Exit 8
- 11 minutes ago
- 2 min read

Turn Back. Turn Back! Turn Back!!! I found myself talking out loud in a packed theater as our witless protagonist, The Lost Man (Kazunari Ninomiya), wanders the white-tiled corridors of a Tokyo train station. Caught in a living existential nightmare, he traverses the halls in a desperate attempt to find the exit, only to be confronted with a dubious game: spot the anomaly or start again.
While I'm not familiar with the video game it's based on, I caught on quickly to the rules while Lost Man lagged behind. And as a true horror fan, my eyes were quick to dart around the screen looking for trouble, like a bleeding wall, a sign that our frustrating protagonist barely registers as odd. The sound design and lighting add to the very simple set and proceedings before hell breaks loose with some terrifying segments.

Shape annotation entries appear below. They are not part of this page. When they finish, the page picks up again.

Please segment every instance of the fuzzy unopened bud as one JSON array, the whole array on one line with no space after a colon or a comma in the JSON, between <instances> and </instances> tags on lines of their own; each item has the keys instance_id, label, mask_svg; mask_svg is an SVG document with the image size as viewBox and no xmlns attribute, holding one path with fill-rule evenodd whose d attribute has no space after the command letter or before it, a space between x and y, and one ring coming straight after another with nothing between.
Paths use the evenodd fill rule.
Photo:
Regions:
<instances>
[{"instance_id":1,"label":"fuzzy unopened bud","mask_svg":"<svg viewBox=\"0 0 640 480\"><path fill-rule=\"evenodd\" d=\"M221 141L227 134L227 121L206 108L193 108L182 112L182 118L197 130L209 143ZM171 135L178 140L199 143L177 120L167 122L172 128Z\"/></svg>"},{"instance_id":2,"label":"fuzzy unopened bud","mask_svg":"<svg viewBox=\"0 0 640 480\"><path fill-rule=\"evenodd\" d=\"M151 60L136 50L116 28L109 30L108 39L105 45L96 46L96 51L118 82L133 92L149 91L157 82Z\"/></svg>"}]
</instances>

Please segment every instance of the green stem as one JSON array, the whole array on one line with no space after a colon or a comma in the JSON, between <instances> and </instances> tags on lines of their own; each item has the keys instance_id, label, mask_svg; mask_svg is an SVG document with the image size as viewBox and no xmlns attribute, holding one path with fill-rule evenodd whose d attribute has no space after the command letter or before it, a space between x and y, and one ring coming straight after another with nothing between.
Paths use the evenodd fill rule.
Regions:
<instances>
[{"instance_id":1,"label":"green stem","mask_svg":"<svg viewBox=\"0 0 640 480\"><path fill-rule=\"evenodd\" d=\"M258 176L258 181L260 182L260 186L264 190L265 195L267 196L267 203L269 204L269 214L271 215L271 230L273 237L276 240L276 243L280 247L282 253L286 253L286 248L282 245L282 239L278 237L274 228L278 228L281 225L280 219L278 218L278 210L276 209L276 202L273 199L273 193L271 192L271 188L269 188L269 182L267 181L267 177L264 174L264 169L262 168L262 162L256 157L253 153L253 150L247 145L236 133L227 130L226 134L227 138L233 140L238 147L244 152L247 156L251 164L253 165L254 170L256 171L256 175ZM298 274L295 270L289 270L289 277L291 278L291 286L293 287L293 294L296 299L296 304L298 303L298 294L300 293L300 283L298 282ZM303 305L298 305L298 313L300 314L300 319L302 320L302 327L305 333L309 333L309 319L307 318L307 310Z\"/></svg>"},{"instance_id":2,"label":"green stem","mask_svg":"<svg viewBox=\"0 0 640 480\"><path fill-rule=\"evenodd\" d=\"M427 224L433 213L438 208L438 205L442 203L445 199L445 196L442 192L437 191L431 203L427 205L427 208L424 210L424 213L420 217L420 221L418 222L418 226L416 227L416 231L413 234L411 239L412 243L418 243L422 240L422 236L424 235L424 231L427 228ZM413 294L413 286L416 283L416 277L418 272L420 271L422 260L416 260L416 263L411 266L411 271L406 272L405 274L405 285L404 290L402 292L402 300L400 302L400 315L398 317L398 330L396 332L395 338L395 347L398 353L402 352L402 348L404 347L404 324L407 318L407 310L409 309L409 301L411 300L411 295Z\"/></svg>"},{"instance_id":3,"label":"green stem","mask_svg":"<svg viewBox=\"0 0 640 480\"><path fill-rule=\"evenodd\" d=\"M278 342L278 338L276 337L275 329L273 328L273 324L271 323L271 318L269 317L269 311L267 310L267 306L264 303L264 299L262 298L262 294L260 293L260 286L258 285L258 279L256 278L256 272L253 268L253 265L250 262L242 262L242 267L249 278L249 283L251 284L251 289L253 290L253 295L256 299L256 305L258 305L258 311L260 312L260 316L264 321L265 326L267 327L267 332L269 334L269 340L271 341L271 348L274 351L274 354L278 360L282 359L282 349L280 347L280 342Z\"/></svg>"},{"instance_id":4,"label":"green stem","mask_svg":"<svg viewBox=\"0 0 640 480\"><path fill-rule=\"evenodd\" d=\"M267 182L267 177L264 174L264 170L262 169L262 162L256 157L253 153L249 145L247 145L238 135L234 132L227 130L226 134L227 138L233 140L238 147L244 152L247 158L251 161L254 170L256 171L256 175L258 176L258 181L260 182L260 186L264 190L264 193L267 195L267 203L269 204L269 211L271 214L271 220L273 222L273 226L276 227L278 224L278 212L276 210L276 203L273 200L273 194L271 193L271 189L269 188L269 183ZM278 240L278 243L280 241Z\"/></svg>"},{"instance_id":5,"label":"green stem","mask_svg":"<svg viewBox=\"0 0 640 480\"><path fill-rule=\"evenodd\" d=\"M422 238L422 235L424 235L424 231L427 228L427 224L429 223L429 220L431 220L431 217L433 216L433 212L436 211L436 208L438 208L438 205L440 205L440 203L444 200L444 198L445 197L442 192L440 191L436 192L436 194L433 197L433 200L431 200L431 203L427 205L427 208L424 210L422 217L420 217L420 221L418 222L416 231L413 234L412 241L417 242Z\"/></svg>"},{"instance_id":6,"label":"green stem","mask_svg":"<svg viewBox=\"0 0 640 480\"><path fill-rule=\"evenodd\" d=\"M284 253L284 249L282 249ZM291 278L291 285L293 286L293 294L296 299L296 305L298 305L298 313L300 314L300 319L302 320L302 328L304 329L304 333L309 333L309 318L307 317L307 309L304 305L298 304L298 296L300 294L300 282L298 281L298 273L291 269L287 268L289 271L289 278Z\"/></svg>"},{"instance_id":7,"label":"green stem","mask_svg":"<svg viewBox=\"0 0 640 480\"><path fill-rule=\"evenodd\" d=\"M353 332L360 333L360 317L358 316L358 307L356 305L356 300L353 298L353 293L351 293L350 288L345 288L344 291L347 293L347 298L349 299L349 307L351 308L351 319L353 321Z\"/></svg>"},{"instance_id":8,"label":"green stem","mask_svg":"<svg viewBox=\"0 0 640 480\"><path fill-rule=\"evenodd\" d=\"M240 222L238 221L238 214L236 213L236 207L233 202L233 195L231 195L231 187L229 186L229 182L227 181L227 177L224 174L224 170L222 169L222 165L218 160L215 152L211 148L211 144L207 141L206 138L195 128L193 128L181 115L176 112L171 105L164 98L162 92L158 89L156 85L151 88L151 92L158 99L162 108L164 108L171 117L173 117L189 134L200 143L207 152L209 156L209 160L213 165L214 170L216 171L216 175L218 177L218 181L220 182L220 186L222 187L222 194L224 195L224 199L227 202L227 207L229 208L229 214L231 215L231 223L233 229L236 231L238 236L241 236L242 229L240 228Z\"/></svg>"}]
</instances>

It's actually quite an odd and repetitive setup for a narrative movie, and yet somehow engaging. As the turns lead towards darker shenanigans, other players emerge to expand the universe and its laws. Like many horror films, if you follow the rules, you're likely to get out alive. Lost Man's frustration with life keeps him from truly seeing what's in front of him, trapping him in a stagnant loop even before entering this one. It's Ninomiya's emotional performance that keeps us engaged. Credit to the writing, directing, and editing as well. Just as the repetition threatens to lag, something happens. It's perfectly orchestrated.
Liminal horror is clearly the new subgenre to watch. Between Skinamarink (2023), Vivarium (2020), and the upcoming Backrooms (2026), this focus on unsettling, unpopulated spaces that seem to exist just outside of normal time and space is a curious beast. All these movies seem animated by a sentient consciousness conjuring these worlds. Liminal horror is in many ways an offshoot of cosmic horror, one of the most dreadful and quietly unnerving genres. Exit 8 now stands as a shining example of how a movie can be both repetitive and utterly terrifying.